Z位置補正部54は、相対間隔の誤差をキャンセルし得るノズル上下機構42の駆動量をZ位置補正量として求める。Z位置補正部54は、Z位置補正量(駆動量)をノズル上下機構42へ供給する。これにより、ノズル上下機構42は、Z位置補正量(駆動量)に応じて、吐出ノズル18と造形テーブル3との相対間隔を調整(微調整)する。すなわち、ノズル上下機構42は、測距センサ41で測定された相対間隔が目標値からずれていた場合に、Z方向における吐出ノズル18と造形テーブル3との相対間隔を目標値に近づける向きに吐出ノズル18を動かす。これにより、吐出ノズル18と造形テーブル3との相対間隔が目標値近傍に保たれ得る。
仮に、3次元造形装置1において測距センサ41及びノズル上下機構42が設けられていない場合、吐出ノズル18が図5及び図6に示すように動作し得る。図5及び図6は、吐出ノズル18の動作を示す図である。
図5に示すように、吐出ノズル18のノズル径に対して、吐出ノズル18とビルドプレート3bとの間隔(以下、N−BP間隔)は小さく、溶融したフィラメントFMをビルドプレート3bに押し付ける(圧力がかかる)ようにして吐出を行う。N−BP間隔を一定にすることができれば吐出圧が一定になり、図5に示すように、造形物301の層厚を一定にすることができる。
しかし、図6に示すように、吐出ノズル18の駆動軸が水平方向からずれている場合(X軸駆動モータ32の駆動方向が水平面内のX方向からずれている場合、及び/又は、Y軸駆動モータ33の駆動方向が水平面内のY方向からずれている場合)、造形物302の層厚が不均一になり得る。
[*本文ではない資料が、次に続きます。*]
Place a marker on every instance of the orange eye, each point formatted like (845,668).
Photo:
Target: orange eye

すなわち、肉薄部分302aの層厚に比べて、肉厚部分302bの層厚が厚くなることがある。図6に示すようになると、冷えたときの収縮差が発生し、肉厚部分302bは肉薄部分302aに引っ張られたような形状に反りあがってしまう。これが、造形物302におけるはがれや歪みの原因となり得る。
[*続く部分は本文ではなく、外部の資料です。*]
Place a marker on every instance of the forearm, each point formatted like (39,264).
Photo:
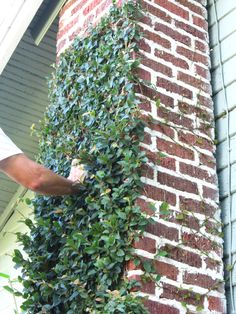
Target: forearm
(36,177)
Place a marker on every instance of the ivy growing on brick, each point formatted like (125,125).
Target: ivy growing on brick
(78,246)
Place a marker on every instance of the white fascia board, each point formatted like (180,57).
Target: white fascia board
(16,30)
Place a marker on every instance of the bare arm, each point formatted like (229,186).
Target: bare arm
(36,177)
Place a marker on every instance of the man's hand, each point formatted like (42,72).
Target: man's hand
(77,172)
本実施形態では、図7に示すように、吐出ノズル18及びビルドプレート3bの相対間隔(N−BP間隔)を測る測距センサ41と、吐出ノズル18及びビルドプレート3bの相対間隔を調整(微調整)するノズル上下機構42とを設けている。図7は、測距センサ41及びノズル上下機構42の構成を示す図である。
図8に示すように、吐出ノズル18の駆動軸が水平方向からずれている場合、測距センサ41によりN−BP間隔SPを計測することができる。これにより、N−BP間隔SPが目標値からずれていることに対応できる。すなわち、N−BP間隔SPを目標値にあわせるべく、図8に一点鎖線の矢印で示すように、ノズル上下機構42によりヘッドモジュール10を上下させ、これにより吐出ノズル18を上下させる。N−BP間隔SPが目標値からずれている場合は、このプロセスを行うことでN−BP間隔を略一定に保つことができる。
図7に示すノズル上下機構42には、例えばステッピングモータ41aを使った構成が挙げられる。ステッピングモータ41aが回転することで回転軸がまわり、回転軸に取り付けられた駆動部材42bが上下に移動する。この駆動部材42bをヘッドモジュール10に機械的に取り付けることで吐出ノズル18の上下機構を実現できる。
測距センサ41には、非接触式のレーザ測距センサ等が挙げられる。他にも、接触式の感圧センサ(ピエゾ素子、ひずみゲージ等)を用いて、吐出ノズル18がビルドプレート3bに接触した位置からN−BP間隔SPの目標値までノズル上下機構42で吐出ノズル18を動かすという手段でも良い。
また、図9に示すように、ヘッドモジュール10に回転ステージ(回転機構)43を設けることで、常に吐出ノズル18の進行方向のN−BP間隔SPを測定することが可能である。こうすることで事前にN−BP間隔SPを測定することなく、造形を行いながら、今後必要になるN−BP間隔SPを測定することが可能となる。
次に、3次元造形装置1の動作について図10を用いて説明する。図10は、3次元造形装置1の動作を示すフローチャートである。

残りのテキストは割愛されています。